若者社会の闇。

『イスラム国を真似して人を殺そうと思った。練習に、ヤギを殺そうとした。』
こう供述したという中学生。
最初聞いたとき、とんでもないサイコパスが現れたと思った。
大学生が、誰でも良いからとにかく人を殺したいとおばあさんを殺害した事件を思い出した。

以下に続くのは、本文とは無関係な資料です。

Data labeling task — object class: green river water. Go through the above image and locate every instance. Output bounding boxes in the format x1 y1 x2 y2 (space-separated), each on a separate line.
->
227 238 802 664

しかし、続報を聞いて、この二つの件は根本的に異なるのではと思った。
この大学生の場合は、本当に誰でも良かった。
目に入る全ての人間が、殺害対象であったと言っても過言ではない。
しかし、あくまで推測だが、冒頭の中学生は殺したい相手が明確にいたのではないかと思う。
彼は、不登校だったそうだ。
もし、彼がいじめを受けていたのだとしたら。
ニュースでは声高にインターネットの毒性が叫ばれていたが、彼は、本当にただ触発されただけなのだろうか。
インターネットがこれだけ普及した現代、大人がいくら見せまいとしたって、好奇心旺盛な子どもたちはいくらでもこういった画像や動画を探し出すだろう。
だが、それを見たから人を殺す、という思考につながるだろうか。
殺したい人間がいて、その手段を知ってしまったのではないだろうか。
すべて、個人の憶測に過ぎないが、学校という小さな社会におけるトラブルは、子どもたちにとっては大きな闇であり、インターネットの毒性など大きく凌ぐものであることを、我々大人は今一度考えなければならない、そう感じた事件であった。